Würde man sie nur an der Zahl der Täter messen, die von deutschen Gerichten verurteilt wurden, wäre die bundesrepublikanische Aufarbeitung des Holocaust alles andere als ein Ruhmesblatt. Seit 1958, als mit der Einrichtung einer Zentralen Stelle der Justizverwaltungen in Ludwigsburg überhaupt erst eine systematische Verfolgung von NS-Verbrechen durch die hiesige Justiz begann, wurden weniger als 500 Personen wegen ihrer Beteiligung an der organisierten Judenvernichtung bestraft. Nur 100 der 4500 Personen, die zwischen 1945 und 1949 wegen NS-Delikten vor deutschen Gerichten standen, waren wegen Tötungsverbrechen angeklagt worden.

Auch der Frankfurter Auschwitz-Prozess, der vor genau 40 Jahren, am 20. Dezember 1963 begann, endete mit Strafzumessungen, die in keinem Verhältnis zu den grauenhaften Verbrechen standen, die im Prozessverlauf enthüllt worden waren. Von den 22 Angeklagten, die keine Einsicht oder Reue zeigten, wurden am 19. August 1965, nach zwanzigmonatiger Prozessdauer, 6 zu lebenslangem Zuchthaus, 11 weitere zu Freiheitsstrafen zwischen dreieinhalb und 14 Jahren verurteilt. 3 wurden freigesprochen, 2 schieden wegen Tod beziehungsweise Krankheit vorzeitig aus dem Verfahren aus.
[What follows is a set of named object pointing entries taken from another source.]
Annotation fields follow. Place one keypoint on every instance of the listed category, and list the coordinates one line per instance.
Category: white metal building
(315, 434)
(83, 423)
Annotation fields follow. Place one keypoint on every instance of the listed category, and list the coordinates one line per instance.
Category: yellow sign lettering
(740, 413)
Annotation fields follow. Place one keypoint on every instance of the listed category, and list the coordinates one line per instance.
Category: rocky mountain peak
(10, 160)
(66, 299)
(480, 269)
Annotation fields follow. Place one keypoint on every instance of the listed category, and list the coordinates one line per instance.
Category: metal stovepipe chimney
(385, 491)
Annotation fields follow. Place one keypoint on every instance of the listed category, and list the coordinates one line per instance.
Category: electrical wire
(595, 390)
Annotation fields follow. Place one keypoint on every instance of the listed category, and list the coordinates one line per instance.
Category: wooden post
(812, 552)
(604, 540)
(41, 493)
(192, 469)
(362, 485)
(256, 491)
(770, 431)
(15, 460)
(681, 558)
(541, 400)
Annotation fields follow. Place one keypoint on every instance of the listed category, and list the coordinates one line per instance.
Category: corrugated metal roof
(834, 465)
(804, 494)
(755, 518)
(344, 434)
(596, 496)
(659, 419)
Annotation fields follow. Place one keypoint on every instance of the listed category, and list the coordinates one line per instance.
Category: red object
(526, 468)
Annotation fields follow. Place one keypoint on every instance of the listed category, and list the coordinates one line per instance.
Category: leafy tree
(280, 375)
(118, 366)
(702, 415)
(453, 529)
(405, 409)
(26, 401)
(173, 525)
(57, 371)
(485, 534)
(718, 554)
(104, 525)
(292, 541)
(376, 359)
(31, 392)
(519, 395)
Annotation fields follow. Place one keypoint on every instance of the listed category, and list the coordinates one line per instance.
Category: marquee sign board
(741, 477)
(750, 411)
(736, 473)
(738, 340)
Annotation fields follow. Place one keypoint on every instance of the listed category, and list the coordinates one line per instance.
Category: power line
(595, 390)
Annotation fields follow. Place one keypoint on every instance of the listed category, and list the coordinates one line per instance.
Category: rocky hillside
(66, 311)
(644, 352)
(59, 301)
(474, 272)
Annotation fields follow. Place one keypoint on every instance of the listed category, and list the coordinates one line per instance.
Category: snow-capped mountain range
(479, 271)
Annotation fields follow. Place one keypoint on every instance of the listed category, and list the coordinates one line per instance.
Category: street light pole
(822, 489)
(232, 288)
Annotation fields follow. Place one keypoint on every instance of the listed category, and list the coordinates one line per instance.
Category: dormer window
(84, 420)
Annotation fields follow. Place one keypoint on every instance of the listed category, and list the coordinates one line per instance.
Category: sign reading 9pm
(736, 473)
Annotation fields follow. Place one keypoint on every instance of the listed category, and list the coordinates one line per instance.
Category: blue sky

Dennoch hat dieser Prozess wie kaum ein anderes Ereignis der deutschen Nachkriegsgeschichte das Selbstverständnis der Bundesrepublik verändert. Zusammen mit dem Eichmann-Prozess 1961 in Jerusalem hob er die unvergleichbare Dimension der nationalsozialistischen Judenvernichtung erstmals massiv ins Bewusstsein der Weltöffentlichkeit. Zwar hatten die von den Alliierten geführten Nürnberger Prozesse bereits den Tatbestand der „Verbrechen gegen die Menschlichkeit“ verfolgt. Doch spielte er damals neben den Delikten „Kriegsverbrechen“ und „Verbrechen gegen den Frieden“ nur eine untergeordnete Rolle. Nach den Enthüllungen im Frankfurter Prozess aber war die Identitätssuche der deutschen Demokratie nicht mehr von dem vollständigen Wissen darum zu trennen, dass es Auschwitz gab und was es bedeutete. Auschwitz, als Chiffre für das Äußerste, das Menschen anderen Menschen antun können, bezeichnet seitdem den Abgrund, der unter der zivilisatorischen Oberfläche selbst einer hoch entwickelten, modernen Gesellschaft wie der deutschen lauern kann.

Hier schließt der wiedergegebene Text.